There was also a political usage of băst, as the following account of the constitutional revolution of 1906, from Shuster’s The Strangling of Persia illustrates; note also its adaptation to include foreign embassies:

The Crown Prince, Muzaffaru’d-Din Shah Qajar, was made Shah on June 8, 1896, and reigned until January 4, 1907, when he died. Some six months before his death the Persian people, whose discontent with the tyranny of their rulers had been constantly increasing, commenced an open agitation for the granting of a constitution, and in July, 1906, by a measure which was as remarkable as it was successful, they brought about this result.

Some 16,000 people of Teheran, from all walks in life, after being exhorted by the Mullahs or priests, took refuge or sanctuary – bast it is called in Persia – in the vast compound of the British Legation, and in the mosques and other sacred places. The crowds gathered there in the utmost good order; they established their commissariat and sanitary arrangements, and by these purely passive measures succeeded in compelling the Shah to dismiss an obnoxious minister, the Aynu’d-Dawla, and to grant them a code of laws or constitution. After various attempts to break up this peculiar form of resistance, the Shah and his government were compelled to yield, partly through the strange humiliation which the adoption of this course by the people conveys to the minds of the Persian governing class against whom it may be directed, and partly through fear of further and more active measures of opposition. On August 5, 1906, the so-called constitution was granted and the people resumed their homes and ordinary avocations.

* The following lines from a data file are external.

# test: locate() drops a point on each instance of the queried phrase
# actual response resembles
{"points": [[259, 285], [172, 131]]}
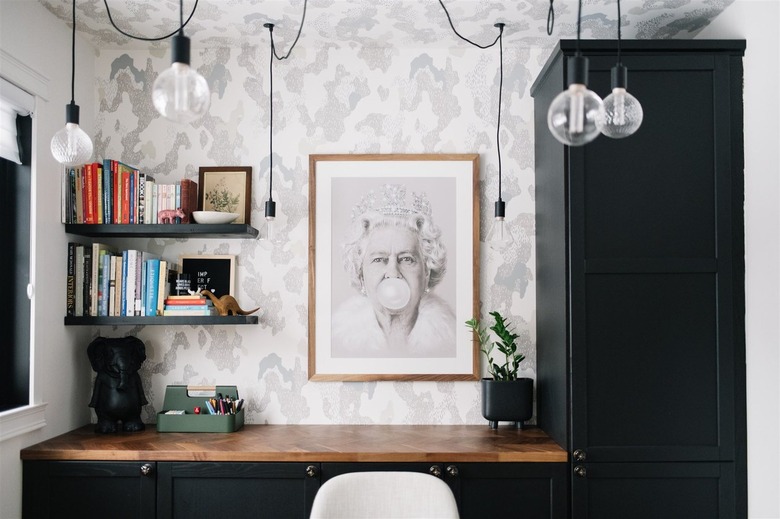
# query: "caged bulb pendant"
{"points": [[622, 112], [71, 145], [180, 93], [574, 114], [499, 237]]}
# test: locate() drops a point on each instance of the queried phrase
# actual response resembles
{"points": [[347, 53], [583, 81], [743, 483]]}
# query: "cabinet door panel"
{"points": [[236, 490], [655, 490], [88, 490]]}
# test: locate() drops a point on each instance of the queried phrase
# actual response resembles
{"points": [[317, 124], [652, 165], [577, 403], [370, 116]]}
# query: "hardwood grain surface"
{"points": [[310, 443]]}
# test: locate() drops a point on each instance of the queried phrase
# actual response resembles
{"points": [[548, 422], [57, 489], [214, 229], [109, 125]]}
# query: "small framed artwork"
{"points": [[209, 272], [393, 267], [227, 190]]}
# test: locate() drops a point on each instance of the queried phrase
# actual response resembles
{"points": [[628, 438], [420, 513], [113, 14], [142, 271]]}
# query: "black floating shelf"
{"points": [[183, 230], [173, 320]]}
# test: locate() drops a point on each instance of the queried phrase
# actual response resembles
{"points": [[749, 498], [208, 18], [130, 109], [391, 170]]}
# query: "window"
{"points": [[15, 192]]}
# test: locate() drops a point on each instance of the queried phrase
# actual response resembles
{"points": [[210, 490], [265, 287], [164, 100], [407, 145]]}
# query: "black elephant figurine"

A similar story is told some 55 years later in Time magazine’s report on demonstrations against fraudulent elections in 1961:

When an Iranian wants to be safe from the police, he reverts to an old custom called bast, or asylum. The recognized sanctuaries are Parliament buildings, mosques, the royal palace and stables, and, curiously enough, telegraph offices. As Iran last week reeled through its second national election in seven months, citizens were scampering in all directions seeking bast.

Sanctuary then has a far wider history – geographically, chronologically and socially – than is generally supposed. Is there any commonality in all its different forms? How does it change over time, and how is it used for different ends? Is it some sort of Foucauldian heterotopia, a ‘counter-site’, some sort of limit to the State and law? Although the focus of the project is upon London from around 1660 to 1725, it requires asking much larger questions.